报告题目:Quantum control for Quantum Information Processing with NMR system

报 告 人:Jonathan Jones, University of Oxford

报告时间:2018-03-28 14:00

报告地点:理科楼C109

报告摘要: Quantum information processing is the encoding of information in two-level quantum systems called qubits and the manipulation of this information through a series of unitary transformations which can be interpreted as logic gates. Building real quantum computers will require the ability to perform accurate unitary transformations on quantum systems in the presence of realistic errors. Such errors can be divided into two broad categories: random errors, arising from decoherence, which can be tackled by methods such as quantum error correction, and systematic errors, arising from imperfections in control fields. If systematic errors vary slowly in time, or if they vary over a spatial ensemble of qubits, it is necessary to design control sequences which are intrinsically tolerant of a range of error values.
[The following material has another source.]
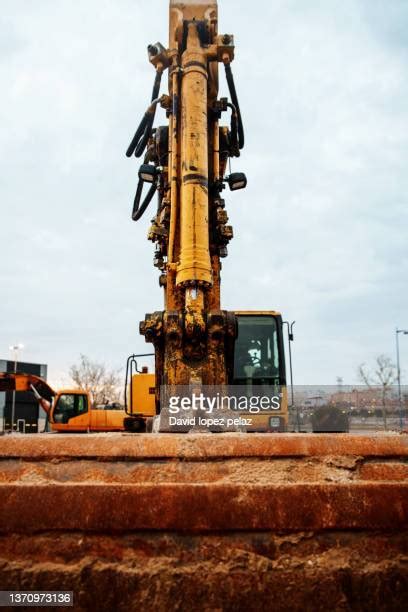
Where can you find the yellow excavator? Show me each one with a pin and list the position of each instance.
(197, 344)
(199, 348)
One successful approach, adopted from Nuclear Magnetic Resonance (NMR) experiments, is the use of composite pulses. Here a single rotation about some axis in the xy plane is replaced by a sequence of rotations, such that the combined propagator implements the desired rotation in the absence of errors, while in the presence of small errors the errors in individual rotations do not accumulate but instead mostly cancel out. I will describe two methods to construct robust NOT gates, that is, π rotations about the x axis of the Bloch sphere, using only π rotations around axes in the xy plane. One group of solutions permits the correction of pulse strength errors to arbitrary accuracy using an analytic construction, while the second group seeks short and practical composite pulses which are still highly robust to both pulse strength and off-resonance errors in single-spin systems. Finally I will comment briefly on some recent practical developments in the use of gradient ascent pulse engineering to design control pulses in more complex NMR spin systems.